Anthropic A/B Tested Claude Code Plan Mode Without Telling Users

In March 2026, developer Mike Ramos published a post revealing that Claude Code had been quietly enrolling paying users in A/B tests that changed how its plan mode worked — without telling them. Ramos, who pays $200 per month for the tool, noticed his detailed, context-rich plans had been replaced with terse bullet lists. When he queried Claude directly, the model said it was operating under system instructions to cap plans at 40 lines, forbid context sections, and strip prose. The post hit the top of Hacker News, where developers argued about disclosure obligations AI vendors owe to professionals who depend on consistent behavior to do their jobs.

The engineer behind the experiment responded on Hacker News, confirming the test and explaining the reasoning. Claude Code's plan-mode prompt had been largely unchanged since the 3.x model series, and the hypothesis was that newer 4.x models could succeed with less explicit direction — meaning shorter plans might reduce rate-limit hits without degrading outcomes. Ramos and several thousand other users were assigned the most aggressive variant, the 40-line cap. Early data showed minimal impact on rate limits, and the engineer ended the experiment early once the backlash landed. The episode also surfaced the economics underneath: at $200 per month, per-user compute costs may exceed revenue, making resource-reduction experiments financially rational even when they break professional workflows.

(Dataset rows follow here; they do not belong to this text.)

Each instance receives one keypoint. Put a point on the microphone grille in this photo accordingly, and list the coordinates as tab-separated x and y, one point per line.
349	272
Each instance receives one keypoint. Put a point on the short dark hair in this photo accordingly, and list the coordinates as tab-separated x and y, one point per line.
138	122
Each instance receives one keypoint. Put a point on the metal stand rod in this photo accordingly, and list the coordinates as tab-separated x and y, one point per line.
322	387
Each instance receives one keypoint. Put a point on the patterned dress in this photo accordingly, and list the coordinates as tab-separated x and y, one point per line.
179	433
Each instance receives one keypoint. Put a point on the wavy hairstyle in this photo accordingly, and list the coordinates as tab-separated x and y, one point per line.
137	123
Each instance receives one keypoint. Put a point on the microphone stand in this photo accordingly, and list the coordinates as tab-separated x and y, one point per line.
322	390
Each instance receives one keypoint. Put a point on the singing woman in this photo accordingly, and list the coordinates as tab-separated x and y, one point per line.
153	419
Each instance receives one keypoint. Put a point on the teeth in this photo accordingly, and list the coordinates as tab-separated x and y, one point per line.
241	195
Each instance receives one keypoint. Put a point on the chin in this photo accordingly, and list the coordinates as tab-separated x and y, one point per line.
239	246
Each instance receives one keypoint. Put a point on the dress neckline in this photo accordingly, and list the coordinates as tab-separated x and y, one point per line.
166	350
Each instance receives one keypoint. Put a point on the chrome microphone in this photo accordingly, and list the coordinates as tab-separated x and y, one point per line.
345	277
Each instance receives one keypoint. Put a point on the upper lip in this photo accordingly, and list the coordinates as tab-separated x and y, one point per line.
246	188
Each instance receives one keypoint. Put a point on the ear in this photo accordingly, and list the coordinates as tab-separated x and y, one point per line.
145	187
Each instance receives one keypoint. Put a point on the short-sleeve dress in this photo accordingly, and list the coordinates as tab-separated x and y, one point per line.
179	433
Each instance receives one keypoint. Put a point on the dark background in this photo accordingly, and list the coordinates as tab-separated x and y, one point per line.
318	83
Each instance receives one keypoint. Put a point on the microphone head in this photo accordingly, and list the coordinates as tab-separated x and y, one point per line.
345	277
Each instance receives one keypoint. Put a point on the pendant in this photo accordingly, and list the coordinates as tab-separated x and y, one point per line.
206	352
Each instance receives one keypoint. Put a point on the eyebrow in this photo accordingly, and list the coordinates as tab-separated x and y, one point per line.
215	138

Every major competitor reserves similar rights to experiment on users. Windsurf's terms of service explicitly allow the company to "modify or discontinue any feature at any time without notice or disclosure." GitHub Copilot's customer agreements list running experiments as a stated data-use purpose while offering no opt-out for behavioral tests. Cursor faced its own fallout in mid-2025 when it silently moved to compute-based pricing, resulting in unexpected charges and a public CEO apology. No paid AI coding platform currently publishes a written policy on A/B testing disclosure or offers paying users a documented opt-out from behavioral experiments.

Cognition AI comes closest to the standard Ramos's post implicitly demanded. Devin uses interactive planning that requires user approval before task execution, and when the company rolled out Devin 2.2, it offered existing users an opt-in toggle rather than a silent rollout. That's a product design choice, not a formal policy commitment. On Hacker News, several developers responded to the incident by calling for a basic norm: a changelog entry, or at minimum an email, before any paying user is enrolled in a test that changes tool behavior. "Treat professionals like beta testers and eventually they'll find something else," one commenter wrote. So far, no platform has made that commitment in writing.